Cauliflower Crust Veggie Pizza

This grain-free cauliflower pizza crust is amazing! A must try in every pizza-lovers kitchen!


  • 1 head of cauliflower (approximately 2 pounds)
  • 1 large egg
  • 1/4 cup pecorino Romano cheese - freshly grated
  • 1/4 cup plus 1 cup shredded Italian cheese blend (or shredded mozzarella)
  • Pinch of salt
  • 1 1/2 teaspoons dried Italian seasoning
  • 2 tablespoons olive oil
  • 2 peppers (any color) - sliced thin
  • 2 cups Olivia's Organics Baby Spinach - chopped (or your favorite Olivia's greens)
  • Salt and pepper to taste


  • Chop cauliflower into small pieces and add to a food processor or blender. Process to achieve the consistency of rice.
  • Bring a large pot of water to a boil, add riced cauliflower and cook for 5 minutes. Drain and set aside to slightly cool. Once cool enough to handle, place cauliflower in a dish towel and squeeze tightly to remove all liquid. 
  • Add the riced cauliflower to a large bowl, and add the egg, pecorino cheese, 1/4 cup shredded Italian cheese, pinch of salt, and Italian seasoning.
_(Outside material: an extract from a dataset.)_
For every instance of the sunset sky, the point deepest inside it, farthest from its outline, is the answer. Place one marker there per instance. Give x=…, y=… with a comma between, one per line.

Combine well. 
  • Preheat oven to 400 degrees F.
  • Using parchment paper or a silpat baking sheet, shape the dough mixture into a pizza round and bake in oven on a baking sheet pan for approximately 35 minutes or until golden brown. 
  • While the crust is baking, heat olive oil in a large sauté pan, and cook peppers for approximately 10 minutes. Add the spinach and continue to cook until wilted. 
  • When crust is finished, top with the remaining cup of shredded cheese and veggies. Return to oven and bake another 5 to 10 minutes.